On the scarcity of the instrument Doctor Kiriga, the one in charge for the Government’s HIV/AIDS programme in the district admits that indeed there is a great shortage not only in Isiolo, but also the rest of the country.
“Although condom shortage currently is a national crisis, this does not mean that people to start re-using of condoms. It is unhealthy for the person re-using it. It is so embarrassing that some members of the youth go ahead and use polythene papers that are used to rap ice-cream after lubricating it with camel salad. Even biologically it does not satisfy a woman.”
Amina Halima a Somali girl admits that there is no romantic satisfaction when they use these unscrupulous devices.
“I am a victim of these improvised sexual gadgets. My boy friend insists in using the ice- sachets in me. There is no real love or satisfaction at all at all. It’s only that we don’t have an option. we had been advised not to make unprotected sex. So we just force ourselves to use them.
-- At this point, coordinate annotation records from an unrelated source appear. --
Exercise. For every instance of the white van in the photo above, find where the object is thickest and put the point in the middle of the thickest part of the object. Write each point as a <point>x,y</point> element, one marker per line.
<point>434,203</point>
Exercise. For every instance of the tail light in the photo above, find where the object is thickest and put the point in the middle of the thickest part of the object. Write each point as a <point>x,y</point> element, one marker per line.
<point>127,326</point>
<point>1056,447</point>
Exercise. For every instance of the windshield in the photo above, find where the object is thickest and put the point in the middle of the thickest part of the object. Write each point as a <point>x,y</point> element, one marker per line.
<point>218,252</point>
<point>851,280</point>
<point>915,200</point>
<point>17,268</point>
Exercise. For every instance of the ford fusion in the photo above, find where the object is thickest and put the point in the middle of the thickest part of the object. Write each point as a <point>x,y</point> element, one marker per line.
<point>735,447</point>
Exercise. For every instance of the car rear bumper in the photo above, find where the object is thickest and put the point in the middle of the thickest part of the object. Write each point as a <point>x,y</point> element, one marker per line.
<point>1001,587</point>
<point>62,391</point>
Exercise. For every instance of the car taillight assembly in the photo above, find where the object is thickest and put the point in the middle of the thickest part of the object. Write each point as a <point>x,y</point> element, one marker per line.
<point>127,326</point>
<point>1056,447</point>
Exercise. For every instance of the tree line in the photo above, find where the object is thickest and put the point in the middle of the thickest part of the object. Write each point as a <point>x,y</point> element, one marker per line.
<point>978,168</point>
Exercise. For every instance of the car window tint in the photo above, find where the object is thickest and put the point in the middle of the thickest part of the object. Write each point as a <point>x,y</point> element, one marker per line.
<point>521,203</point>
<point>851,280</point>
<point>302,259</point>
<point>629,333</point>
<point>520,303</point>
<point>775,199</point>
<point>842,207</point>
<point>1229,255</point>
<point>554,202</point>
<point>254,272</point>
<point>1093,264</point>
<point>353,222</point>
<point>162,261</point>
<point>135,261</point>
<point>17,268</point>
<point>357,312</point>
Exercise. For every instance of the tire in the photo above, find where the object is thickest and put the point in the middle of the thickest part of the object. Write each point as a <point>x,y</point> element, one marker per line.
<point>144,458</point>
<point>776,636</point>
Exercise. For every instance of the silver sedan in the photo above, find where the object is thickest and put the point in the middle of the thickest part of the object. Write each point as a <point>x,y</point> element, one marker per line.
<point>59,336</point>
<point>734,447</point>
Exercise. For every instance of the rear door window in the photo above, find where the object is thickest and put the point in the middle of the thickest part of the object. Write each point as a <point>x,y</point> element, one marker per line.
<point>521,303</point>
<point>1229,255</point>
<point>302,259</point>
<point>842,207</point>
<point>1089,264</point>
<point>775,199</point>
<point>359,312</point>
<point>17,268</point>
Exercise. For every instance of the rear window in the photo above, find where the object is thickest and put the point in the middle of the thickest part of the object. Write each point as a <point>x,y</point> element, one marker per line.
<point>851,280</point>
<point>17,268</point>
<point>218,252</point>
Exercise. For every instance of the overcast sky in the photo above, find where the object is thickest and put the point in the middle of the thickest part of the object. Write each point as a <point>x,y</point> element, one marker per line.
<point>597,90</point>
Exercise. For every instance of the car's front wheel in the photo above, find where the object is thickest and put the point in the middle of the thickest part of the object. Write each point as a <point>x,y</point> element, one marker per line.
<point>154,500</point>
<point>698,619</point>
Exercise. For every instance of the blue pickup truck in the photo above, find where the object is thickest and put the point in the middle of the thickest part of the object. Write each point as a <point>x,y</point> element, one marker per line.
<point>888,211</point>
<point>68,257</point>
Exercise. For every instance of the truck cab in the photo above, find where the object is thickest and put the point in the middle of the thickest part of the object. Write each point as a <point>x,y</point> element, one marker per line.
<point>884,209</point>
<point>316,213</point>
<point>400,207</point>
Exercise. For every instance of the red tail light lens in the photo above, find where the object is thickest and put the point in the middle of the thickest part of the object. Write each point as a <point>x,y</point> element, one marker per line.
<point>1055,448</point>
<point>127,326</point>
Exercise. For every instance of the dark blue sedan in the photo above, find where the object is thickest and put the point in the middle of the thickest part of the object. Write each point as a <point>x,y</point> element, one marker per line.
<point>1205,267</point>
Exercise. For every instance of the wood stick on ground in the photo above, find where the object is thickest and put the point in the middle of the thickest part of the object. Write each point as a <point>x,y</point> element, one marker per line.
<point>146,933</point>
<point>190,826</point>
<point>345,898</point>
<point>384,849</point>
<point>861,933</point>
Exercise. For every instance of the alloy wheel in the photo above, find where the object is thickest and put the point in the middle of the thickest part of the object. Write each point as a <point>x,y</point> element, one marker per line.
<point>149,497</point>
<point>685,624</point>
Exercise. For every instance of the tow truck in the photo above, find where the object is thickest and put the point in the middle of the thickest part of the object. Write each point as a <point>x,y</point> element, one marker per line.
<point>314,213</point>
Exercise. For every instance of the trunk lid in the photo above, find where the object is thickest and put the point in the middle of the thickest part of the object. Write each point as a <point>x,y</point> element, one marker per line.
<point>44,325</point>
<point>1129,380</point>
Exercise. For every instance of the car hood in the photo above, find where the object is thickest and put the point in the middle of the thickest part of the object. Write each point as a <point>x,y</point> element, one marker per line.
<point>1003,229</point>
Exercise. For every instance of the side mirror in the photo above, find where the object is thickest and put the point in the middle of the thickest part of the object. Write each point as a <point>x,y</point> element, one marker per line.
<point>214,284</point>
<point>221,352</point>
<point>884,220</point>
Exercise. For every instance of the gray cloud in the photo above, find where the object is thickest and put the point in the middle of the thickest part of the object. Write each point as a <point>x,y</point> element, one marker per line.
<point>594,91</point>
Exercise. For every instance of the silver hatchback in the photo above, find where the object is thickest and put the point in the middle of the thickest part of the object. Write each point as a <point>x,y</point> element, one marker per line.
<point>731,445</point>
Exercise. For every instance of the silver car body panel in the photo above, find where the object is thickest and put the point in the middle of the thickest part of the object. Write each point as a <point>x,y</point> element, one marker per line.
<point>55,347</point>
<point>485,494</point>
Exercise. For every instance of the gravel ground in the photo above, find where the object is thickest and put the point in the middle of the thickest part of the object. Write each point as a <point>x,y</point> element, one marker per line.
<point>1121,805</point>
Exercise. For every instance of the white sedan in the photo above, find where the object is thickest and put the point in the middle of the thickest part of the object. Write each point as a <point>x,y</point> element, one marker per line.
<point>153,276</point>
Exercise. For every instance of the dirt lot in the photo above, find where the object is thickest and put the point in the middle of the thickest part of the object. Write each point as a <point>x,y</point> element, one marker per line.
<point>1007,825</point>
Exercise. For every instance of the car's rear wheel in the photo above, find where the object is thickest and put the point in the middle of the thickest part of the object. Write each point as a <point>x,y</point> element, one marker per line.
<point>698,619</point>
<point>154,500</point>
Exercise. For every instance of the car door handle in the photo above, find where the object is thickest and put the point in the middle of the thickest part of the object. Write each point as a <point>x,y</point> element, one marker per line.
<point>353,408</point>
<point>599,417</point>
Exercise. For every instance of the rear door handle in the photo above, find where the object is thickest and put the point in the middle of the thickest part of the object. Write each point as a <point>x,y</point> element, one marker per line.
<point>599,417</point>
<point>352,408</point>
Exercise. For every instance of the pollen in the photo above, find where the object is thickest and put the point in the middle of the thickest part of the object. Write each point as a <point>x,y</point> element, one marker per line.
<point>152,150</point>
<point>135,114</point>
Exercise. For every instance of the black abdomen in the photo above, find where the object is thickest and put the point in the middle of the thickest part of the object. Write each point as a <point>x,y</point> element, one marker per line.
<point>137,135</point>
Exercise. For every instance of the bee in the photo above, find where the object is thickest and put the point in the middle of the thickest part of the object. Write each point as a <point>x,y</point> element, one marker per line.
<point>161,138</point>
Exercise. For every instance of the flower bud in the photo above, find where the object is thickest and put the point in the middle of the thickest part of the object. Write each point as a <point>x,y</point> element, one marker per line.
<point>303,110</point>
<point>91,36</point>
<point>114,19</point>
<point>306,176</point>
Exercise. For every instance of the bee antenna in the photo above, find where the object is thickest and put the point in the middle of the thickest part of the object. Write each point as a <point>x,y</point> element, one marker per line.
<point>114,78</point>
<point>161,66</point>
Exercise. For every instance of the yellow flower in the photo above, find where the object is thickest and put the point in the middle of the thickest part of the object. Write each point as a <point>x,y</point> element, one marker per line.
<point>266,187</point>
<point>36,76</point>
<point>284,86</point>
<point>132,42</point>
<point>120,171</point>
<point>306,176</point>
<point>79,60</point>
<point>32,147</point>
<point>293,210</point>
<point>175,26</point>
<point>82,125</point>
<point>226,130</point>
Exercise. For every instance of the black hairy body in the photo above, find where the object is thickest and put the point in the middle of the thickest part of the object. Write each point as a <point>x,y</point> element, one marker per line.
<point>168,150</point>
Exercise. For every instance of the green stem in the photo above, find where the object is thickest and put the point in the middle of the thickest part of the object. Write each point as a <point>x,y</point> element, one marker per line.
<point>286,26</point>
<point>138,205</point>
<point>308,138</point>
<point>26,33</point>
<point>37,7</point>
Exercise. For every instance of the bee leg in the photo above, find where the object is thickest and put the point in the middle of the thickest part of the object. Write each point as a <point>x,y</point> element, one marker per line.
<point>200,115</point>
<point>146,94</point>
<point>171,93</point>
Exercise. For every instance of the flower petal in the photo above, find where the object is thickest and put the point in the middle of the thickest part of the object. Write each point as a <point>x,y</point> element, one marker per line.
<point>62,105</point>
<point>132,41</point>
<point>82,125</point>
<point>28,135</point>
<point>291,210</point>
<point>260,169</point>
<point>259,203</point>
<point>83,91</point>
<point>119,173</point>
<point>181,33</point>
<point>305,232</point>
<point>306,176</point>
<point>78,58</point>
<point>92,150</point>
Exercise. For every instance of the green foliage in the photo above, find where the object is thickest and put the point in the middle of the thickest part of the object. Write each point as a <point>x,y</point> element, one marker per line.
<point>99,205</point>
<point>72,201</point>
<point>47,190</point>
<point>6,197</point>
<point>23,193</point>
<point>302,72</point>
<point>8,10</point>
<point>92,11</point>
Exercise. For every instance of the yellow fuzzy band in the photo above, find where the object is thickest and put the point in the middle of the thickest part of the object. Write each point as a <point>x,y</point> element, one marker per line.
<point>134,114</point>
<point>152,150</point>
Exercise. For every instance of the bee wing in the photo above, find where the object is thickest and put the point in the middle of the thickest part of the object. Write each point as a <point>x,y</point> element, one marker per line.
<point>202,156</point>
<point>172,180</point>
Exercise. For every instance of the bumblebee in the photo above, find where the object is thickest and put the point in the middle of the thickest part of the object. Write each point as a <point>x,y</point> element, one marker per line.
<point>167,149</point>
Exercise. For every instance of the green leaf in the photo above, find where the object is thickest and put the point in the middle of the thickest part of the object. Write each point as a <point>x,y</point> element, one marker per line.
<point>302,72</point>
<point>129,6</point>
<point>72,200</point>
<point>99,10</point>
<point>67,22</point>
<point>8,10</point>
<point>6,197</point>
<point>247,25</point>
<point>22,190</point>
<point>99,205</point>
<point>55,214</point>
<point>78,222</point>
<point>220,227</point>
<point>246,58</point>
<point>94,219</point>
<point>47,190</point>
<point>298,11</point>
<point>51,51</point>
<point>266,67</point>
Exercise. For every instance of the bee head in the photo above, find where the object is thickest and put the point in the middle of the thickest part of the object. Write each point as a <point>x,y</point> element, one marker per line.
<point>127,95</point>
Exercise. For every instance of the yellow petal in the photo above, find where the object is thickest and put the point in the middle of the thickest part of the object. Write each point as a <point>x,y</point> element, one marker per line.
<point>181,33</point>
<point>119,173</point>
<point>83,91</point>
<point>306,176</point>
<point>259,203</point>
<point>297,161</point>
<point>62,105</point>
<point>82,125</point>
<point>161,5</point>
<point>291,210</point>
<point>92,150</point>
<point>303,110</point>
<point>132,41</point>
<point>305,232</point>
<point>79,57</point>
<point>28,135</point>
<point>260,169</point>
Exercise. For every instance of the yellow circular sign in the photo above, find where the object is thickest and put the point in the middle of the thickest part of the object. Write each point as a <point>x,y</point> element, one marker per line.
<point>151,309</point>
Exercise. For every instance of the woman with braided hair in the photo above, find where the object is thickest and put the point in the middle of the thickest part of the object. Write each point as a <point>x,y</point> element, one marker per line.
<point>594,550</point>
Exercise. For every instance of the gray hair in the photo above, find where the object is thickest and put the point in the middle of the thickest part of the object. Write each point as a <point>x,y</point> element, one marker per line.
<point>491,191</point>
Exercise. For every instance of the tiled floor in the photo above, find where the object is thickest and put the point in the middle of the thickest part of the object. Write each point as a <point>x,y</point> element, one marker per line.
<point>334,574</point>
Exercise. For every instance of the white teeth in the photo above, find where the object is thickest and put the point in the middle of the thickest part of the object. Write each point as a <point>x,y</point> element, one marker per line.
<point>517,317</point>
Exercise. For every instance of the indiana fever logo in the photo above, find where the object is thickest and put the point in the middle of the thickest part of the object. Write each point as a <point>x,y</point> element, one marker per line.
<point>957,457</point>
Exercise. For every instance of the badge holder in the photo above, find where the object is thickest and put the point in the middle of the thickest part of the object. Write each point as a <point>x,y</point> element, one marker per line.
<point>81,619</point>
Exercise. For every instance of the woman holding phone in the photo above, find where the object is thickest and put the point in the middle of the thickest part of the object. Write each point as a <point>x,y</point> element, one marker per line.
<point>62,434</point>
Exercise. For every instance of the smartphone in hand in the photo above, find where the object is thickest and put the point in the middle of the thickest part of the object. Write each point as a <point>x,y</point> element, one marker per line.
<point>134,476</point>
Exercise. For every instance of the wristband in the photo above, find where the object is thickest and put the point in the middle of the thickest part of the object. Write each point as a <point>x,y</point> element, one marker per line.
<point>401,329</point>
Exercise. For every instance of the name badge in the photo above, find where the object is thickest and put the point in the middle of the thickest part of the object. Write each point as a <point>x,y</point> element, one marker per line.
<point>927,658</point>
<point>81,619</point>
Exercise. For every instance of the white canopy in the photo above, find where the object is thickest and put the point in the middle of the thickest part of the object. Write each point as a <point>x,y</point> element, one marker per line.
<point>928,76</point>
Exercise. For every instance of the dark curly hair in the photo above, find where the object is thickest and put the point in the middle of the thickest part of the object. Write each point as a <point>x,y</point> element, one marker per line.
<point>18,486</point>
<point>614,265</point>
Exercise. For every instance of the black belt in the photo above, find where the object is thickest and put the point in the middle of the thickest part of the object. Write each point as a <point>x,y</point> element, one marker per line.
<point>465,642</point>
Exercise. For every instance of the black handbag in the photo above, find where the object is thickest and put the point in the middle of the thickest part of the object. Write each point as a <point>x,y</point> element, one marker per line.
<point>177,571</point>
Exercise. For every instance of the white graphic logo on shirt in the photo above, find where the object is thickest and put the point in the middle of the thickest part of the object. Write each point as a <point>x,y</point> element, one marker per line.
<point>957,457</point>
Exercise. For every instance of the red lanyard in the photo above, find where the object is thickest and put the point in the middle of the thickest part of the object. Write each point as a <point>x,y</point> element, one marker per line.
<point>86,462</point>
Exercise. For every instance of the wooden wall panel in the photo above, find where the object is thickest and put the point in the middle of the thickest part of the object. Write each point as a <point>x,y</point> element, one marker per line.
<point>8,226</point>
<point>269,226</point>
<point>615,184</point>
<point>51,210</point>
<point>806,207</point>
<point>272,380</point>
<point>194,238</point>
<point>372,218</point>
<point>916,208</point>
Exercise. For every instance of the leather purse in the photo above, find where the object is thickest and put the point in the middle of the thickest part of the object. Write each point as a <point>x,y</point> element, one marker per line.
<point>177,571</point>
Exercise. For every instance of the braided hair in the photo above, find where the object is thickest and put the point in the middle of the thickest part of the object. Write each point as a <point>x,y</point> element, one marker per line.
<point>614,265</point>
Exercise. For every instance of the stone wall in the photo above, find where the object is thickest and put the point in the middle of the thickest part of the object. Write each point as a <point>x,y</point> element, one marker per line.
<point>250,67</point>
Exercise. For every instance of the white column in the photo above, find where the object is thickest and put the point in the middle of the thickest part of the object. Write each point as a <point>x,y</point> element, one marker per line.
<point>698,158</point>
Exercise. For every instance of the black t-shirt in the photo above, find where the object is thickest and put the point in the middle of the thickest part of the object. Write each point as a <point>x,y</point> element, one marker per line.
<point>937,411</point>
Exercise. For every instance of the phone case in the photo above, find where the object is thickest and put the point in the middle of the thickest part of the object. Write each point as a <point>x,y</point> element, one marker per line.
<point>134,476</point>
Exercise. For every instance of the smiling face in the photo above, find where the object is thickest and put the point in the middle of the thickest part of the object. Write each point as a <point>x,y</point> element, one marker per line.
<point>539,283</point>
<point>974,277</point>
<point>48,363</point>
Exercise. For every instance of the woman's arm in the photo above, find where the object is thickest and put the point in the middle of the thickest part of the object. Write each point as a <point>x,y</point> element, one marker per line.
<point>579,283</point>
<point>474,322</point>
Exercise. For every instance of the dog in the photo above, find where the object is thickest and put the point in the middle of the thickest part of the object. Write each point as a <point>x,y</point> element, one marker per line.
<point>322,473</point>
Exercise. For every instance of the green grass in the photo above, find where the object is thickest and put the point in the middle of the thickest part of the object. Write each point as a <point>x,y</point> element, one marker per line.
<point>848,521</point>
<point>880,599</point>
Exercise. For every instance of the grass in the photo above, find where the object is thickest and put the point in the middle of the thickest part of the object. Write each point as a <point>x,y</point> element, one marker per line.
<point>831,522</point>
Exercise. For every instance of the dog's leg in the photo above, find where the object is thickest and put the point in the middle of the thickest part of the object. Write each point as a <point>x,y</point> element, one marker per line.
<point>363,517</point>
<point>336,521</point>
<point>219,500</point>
The area Member of Parliament who is also a government Minister is now asking the ministry of education in collaboration with that of public health and sanitation to extend AIDS education to communities in addition to its recent introduction into the school curriculum to help reach the ignorant people in the entire villages.
“Although the government had introduced HIV in the primary syllabus, the there is still high levels of ignorance /illiteracy of HIV /AIDS among the pastoralists.